Over at City Limits, Batya Ungar-Sargon writes about the effects of the New York City Housing Authority’s trespass policy. In it, NYCHA stipulates that its strategy “seeks to combat … drug dealing and drug-related crime, and thereby protect residents in the City’s public housing, by denying access to persons arrested for felony drug sales.” The policy, as Ungar-Sargon points out, pivots on the arrest and not the conviction of any person in question.

But it doesn’t stop there. NYCHA stipulates that residents whose loved ones have been arrested on suspicion of selling drugs, including marijuana, can be evicted. In a bid to stop evictions, residents fight against NYCHA’s lawyers—sometimes representing themselves without the legal counsel they’re entitled to have. They essentially agreeing to cut contact with loved ones right as they’re dealing with the hardship of a felony arrest.

Take the case of the Baruch Houses’ Davis and Venable family, chronicled by Ungar-Sargon, whose son was arrested for smoking weed on a basketball court:

Davon’s exclusion was hard on Smith and her family.
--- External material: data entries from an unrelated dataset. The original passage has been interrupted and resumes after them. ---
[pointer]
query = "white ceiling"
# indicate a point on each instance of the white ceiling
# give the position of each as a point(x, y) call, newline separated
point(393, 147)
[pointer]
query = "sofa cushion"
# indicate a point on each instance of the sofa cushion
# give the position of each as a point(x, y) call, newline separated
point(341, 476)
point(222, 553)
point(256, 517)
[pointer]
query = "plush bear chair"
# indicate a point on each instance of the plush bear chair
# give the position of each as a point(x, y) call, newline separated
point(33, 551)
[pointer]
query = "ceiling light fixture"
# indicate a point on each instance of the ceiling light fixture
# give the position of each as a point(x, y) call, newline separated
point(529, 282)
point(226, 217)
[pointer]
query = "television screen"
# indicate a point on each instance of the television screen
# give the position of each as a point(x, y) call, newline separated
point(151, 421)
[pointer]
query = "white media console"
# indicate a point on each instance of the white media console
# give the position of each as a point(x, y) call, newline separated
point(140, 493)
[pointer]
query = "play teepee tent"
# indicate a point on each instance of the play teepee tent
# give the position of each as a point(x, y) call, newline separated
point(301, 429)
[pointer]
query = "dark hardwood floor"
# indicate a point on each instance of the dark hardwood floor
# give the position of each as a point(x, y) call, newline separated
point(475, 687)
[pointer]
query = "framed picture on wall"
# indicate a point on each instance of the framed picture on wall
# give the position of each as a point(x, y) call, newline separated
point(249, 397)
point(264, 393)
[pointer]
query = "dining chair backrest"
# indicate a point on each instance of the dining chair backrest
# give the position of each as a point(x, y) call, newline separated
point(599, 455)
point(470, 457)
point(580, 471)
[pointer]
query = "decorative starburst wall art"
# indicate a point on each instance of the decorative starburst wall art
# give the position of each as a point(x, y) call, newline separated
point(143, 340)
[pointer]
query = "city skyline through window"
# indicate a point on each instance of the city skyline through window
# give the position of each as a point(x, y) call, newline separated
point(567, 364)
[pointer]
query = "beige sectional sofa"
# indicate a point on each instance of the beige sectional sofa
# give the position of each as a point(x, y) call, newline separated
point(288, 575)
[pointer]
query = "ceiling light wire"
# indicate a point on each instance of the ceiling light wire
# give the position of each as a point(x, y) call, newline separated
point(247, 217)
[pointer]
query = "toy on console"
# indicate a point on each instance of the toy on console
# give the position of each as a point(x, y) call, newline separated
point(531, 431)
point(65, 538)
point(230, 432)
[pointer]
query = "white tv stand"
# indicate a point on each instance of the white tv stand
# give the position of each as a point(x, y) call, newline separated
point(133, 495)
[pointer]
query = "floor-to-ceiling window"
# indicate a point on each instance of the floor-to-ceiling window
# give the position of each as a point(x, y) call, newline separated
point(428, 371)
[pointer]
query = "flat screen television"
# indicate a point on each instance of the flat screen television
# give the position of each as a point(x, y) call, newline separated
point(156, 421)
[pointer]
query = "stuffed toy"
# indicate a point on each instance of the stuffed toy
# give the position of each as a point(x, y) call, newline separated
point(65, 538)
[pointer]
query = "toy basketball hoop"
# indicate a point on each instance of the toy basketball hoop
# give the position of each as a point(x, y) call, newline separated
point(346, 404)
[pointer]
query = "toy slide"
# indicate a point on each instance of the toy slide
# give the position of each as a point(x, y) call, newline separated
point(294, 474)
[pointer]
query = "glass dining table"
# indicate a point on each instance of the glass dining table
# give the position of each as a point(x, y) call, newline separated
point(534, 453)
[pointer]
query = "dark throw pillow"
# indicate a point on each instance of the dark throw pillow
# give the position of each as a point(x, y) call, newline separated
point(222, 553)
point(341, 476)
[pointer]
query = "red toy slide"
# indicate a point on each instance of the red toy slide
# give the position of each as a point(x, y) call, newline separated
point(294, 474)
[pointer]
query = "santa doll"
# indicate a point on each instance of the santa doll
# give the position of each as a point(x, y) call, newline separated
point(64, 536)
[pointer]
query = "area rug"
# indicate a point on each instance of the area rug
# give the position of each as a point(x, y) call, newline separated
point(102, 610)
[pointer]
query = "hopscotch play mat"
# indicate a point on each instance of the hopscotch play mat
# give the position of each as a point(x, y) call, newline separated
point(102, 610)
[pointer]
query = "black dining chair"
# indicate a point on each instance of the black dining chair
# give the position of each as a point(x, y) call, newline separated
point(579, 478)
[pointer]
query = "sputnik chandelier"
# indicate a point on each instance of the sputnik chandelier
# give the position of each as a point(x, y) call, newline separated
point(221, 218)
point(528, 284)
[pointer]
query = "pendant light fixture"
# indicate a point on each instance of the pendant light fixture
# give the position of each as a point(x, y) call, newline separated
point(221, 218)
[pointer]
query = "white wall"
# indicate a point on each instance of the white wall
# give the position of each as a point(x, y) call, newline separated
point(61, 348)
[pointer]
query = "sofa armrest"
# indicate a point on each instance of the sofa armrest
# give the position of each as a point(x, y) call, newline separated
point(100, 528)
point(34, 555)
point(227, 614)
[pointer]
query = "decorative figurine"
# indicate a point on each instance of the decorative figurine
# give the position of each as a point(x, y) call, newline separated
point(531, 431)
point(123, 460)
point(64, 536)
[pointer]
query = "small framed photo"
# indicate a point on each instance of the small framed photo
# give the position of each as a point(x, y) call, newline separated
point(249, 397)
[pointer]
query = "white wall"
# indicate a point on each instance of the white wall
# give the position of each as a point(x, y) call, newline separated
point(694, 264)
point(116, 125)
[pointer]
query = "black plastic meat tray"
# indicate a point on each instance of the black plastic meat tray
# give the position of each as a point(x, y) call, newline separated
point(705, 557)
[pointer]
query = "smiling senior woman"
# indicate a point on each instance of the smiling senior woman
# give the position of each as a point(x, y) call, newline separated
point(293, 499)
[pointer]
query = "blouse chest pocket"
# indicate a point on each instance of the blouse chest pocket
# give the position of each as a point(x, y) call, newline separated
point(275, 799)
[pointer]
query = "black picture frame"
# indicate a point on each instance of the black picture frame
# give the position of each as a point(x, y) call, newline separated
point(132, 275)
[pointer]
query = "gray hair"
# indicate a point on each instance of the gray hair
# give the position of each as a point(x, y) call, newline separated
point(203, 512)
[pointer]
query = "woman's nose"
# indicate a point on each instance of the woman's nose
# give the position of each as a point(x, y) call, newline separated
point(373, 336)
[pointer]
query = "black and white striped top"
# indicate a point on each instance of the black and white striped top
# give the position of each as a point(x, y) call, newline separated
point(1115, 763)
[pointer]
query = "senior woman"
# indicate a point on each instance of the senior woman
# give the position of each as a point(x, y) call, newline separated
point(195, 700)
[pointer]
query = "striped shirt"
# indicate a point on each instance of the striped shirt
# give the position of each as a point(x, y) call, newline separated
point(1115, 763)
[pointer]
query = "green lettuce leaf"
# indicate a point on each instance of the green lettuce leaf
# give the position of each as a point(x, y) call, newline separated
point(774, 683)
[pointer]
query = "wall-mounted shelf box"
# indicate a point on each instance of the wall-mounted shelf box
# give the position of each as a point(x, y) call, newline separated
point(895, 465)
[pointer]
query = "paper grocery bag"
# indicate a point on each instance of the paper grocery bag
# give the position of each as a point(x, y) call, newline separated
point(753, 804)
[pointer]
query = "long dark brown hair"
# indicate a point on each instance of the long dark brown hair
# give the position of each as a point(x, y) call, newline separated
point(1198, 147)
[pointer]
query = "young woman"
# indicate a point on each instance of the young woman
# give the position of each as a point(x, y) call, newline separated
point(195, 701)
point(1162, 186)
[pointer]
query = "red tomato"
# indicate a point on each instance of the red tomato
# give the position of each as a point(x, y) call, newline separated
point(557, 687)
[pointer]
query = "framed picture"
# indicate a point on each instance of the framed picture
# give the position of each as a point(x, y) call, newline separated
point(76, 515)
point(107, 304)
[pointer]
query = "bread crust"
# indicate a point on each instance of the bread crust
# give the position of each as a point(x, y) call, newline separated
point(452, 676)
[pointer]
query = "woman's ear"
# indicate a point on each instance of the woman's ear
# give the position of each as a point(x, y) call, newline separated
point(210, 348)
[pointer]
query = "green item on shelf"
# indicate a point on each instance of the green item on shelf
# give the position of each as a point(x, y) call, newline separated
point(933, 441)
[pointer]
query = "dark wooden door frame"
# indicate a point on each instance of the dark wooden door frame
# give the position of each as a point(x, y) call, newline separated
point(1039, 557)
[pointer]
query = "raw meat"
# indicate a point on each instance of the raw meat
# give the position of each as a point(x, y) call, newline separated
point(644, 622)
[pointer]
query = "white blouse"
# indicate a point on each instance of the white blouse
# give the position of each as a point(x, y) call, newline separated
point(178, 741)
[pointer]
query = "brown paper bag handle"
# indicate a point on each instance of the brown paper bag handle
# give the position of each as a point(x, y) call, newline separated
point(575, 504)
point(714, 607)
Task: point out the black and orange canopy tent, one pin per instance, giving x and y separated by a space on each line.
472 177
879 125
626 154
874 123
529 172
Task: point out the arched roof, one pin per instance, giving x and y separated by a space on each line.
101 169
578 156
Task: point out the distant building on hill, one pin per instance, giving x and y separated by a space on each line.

Venable is disabled and a veteran, and Smith was upset that Davon couldn’t visit his sick father. She was upset that Davon couldn’t drop off her grandson for the weekend. She now had to arrange to meet him at another location. “We shouldn’t have to do that!” she says. “He should be able to come here, spend time with his father, see how his father is doing, have Sunday dinner with us, spend Christmas day with us. We can’t do none of that.”

And then, things got worse. On December 3, with his exhausted son asleep in the apartment, Venable heard a knock on the door and thought it was a food delivery. He opened the door to find himself facing investigators from NYCHA. Davon Venable was found in the apartment, “after the residents mislead [sic] inspectors to his identity,” according to a statement from NYCHA.

Davis and Venable are now facing eviction before a hearing officer next month.

The vast majority of exclusion agreements between residents and NYCHA, writes Ungar-Sargon, are done by a process called “stipulation” instead of through an impartial hearing. Some advocates are fighting to make the process more transparent.